Wednesday, November 01, 2006

Shark Fins

73 million is more sharks than I would have thought even existed.

An excerpt.

Editorial: One deadly soup
Shark kill for fins worse than thought
- Published 12:00 am PST Wednesday, November 1, 2006


As many as 73 million sharks are killed every year just for their fins, just for a bowl of soup. That's the disturbing conclusion of new research by the Imperial College of London. The researchers appear to have done a more accurate job of estimating the shark harvest than the United Nations.

While sharks have a macabre allure as deadly predators, they themselves are prey. At least a sixth of the species are threatened -- in the name of fine dining. Shark fin soup is a delicacy that can cost $100 a bowl in an upscale Chinese restaurant.

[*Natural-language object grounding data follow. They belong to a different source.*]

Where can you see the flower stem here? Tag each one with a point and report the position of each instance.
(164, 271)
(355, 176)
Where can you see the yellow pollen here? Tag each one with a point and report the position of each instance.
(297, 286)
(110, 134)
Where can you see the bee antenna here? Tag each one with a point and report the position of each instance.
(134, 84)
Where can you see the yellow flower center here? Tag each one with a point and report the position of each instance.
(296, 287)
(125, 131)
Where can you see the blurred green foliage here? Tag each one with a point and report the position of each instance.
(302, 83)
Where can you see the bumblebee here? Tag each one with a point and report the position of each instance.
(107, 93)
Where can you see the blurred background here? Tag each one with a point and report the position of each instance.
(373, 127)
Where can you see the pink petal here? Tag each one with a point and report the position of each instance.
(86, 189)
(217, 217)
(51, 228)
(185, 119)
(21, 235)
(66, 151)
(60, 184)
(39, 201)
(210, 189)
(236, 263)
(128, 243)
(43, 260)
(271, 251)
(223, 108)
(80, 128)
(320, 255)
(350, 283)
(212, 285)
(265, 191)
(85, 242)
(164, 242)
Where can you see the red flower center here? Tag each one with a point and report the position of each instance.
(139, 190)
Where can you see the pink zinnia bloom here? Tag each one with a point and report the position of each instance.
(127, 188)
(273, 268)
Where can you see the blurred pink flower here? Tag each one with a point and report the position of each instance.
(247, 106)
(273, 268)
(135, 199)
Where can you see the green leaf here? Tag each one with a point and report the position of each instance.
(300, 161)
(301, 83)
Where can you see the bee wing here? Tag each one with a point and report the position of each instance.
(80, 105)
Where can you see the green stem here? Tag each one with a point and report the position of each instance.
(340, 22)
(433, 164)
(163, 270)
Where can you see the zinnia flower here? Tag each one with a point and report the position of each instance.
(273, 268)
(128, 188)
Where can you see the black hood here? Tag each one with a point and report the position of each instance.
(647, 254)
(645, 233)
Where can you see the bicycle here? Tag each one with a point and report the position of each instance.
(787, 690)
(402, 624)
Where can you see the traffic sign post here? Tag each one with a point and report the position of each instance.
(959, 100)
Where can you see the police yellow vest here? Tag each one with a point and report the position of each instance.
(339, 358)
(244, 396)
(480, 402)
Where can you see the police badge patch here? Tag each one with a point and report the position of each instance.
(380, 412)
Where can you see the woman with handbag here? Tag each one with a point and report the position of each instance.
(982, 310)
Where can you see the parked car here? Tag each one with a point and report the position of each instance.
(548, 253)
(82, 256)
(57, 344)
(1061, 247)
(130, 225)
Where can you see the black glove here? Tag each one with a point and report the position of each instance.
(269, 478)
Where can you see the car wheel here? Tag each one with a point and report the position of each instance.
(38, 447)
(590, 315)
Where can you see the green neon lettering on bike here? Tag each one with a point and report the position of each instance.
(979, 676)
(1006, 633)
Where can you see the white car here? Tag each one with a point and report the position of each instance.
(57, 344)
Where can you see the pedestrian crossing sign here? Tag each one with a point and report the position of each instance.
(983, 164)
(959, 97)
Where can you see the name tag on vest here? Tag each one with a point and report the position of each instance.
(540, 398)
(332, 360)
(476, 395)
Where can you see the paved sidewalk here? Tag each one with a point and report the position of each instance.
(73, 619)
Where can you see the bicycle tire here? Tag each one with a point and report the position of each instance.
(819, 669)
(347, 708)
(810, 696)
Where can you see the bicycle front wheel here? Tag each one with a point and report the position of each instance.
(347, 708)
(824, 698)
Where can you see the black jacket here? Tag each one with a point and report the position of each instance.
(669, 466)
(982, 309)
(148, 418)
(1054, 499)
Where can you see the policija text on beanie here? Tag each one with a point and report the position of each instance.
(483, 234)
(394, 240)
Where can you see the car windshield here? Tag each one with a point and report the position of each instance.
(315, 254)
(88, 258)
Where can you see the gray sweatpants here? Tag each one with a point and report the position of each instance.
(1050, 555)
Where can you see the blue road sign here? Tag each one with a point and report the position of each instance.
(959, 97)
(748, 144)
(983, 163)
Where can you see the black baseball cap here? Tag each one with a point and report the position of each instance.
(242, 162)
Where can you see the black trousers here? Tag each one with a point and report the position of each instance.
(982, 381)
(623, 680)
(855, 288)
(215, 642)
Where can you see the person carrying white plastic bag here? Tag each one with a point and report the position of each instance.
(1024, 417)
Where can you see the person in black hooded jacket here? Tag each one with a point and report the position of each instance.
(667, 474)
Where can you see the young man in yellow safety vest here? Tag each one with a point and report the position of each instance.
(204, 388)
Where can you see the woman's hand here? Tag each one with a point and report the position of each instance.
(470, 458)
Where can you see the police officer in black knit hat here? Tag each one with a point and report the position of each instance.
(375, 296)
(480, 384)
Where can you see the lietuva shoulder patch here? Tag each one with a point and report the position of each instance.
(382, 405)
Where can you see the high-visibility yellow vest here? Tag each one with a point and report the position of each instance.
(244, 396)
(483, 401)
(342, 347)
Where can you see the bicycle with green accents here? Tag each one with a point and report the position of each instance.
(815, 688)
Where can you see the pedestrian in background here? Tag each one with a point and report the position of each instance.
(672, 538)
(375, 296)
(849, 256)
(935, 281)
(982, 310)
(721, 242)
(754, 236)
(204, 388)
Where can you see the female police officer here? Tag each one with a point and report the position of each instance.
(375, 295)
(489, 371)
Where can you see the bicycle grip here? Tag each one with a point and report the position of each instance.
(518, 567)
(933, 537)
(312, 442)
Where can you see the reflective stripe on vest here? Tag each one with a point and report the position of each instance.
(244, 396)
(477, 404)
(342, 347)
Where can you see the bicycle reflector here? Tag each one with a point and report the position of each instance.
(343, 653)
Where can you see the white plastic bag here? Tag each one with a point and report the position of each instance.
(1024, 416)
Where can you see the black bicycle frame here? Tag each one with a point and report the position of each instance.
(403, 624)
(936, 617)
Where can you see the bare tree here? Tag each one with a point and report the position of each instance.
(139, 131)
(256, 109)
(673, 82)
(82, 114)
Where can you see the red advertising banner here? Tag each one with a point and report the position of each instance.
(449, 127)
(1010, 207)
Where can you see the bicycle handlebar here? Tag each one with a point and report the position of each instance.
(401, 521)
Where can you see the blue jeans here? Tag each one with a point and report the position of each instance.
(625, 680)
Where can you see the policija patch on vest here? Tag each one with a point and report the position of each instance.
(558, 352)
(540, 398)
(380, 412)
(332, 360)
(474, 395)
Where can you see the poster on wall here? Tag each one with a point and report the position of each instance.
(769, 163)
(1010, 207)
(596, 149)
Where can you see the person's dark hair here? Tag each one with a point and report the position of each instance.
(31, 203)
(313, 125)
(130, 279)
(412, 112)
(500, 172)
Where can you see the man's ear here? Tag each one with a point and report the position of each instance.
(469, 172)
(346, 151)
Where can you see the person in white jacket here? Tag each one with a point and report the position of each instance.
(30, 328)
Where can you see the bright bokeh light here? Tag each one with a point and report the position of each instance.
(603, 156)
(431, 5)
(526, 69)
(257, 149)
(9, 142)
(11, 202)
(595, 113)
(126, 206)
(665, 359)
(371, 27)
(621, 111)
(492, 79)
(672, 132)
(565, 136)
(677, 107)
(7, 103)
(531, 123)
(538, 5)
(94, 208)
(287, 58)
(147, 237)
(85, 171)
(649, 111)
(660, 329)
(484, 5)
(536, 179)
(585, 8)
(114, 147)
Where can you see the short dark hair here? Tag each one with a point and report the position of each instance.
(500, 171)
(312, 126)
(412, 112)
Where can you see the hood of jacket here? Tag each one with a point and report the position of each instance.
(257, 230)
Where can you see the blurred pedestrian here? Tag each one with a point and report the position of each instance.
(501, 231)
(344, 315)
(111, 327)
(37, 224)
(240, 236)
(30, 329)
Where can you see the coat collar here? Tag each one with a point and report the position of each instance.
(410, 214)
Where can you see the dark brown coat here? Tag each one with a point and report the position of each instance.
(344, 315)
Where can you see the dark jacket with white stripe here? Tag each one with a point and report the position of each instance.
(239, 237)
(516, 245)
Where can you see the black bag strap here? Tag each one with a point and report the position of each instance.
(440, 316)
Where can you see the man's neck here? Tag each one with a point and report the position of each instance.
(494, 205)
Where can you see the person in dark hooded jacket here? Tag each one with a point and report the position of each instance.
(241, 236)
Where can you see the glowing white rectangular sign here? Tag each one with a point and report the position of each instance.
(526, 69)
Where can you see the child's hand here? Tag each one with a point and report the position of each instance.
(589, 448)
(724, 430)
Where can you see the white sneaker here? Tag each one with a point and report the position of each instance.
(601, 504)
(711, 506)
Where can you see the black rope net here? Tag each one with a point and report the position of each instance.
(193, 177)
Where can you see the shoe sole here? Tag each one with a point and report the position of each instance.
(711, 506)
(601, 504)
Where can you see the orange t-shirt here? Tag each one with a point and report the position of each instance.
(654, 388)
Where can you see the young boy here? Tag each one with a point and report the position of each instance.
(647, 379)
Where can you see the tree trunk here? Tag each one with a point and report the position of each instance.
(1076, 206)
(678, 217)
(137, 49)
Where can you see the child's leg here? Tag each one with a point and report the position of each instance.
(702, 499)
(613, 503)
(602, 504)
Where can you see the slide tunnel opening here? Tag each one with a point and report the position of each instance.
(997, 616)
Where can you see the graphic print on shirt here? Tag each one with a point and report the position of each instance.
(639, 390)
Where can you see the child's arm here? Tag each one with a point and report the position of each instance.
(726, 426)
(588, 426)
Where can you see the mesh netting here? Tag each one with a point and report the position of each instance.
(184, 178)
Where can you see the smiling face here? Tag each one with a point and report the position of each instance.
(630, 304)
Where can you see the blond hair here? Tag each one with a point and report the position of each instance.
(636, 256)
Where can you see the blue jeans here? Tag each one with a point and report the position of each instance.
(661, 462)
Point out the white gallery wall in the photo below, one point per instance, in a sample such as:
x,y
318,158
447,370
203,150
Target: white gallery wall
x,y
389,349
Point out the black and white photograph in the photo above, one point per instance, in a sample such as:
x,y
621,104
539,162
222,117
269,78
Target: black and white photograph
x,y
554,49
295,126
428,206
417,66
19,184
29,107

The world's largest auction of shark fins is in Hong Kong. The London researchers went there to calculate from the number of fins sold the number of sharks killed. The estimate: Somewhere between 26 million and 73 million sharks, with a combined weight in excess of 2 million tons, are killed every year for their fins. That is about five times the official estimate by the U.N. Food and Agricultural Organization, a calculation based largely on the legal fishing of sharks. The London researchers' estimates suggest that unregulated and illegal poaching of the sharks, however, is a much larger trade than the legal one.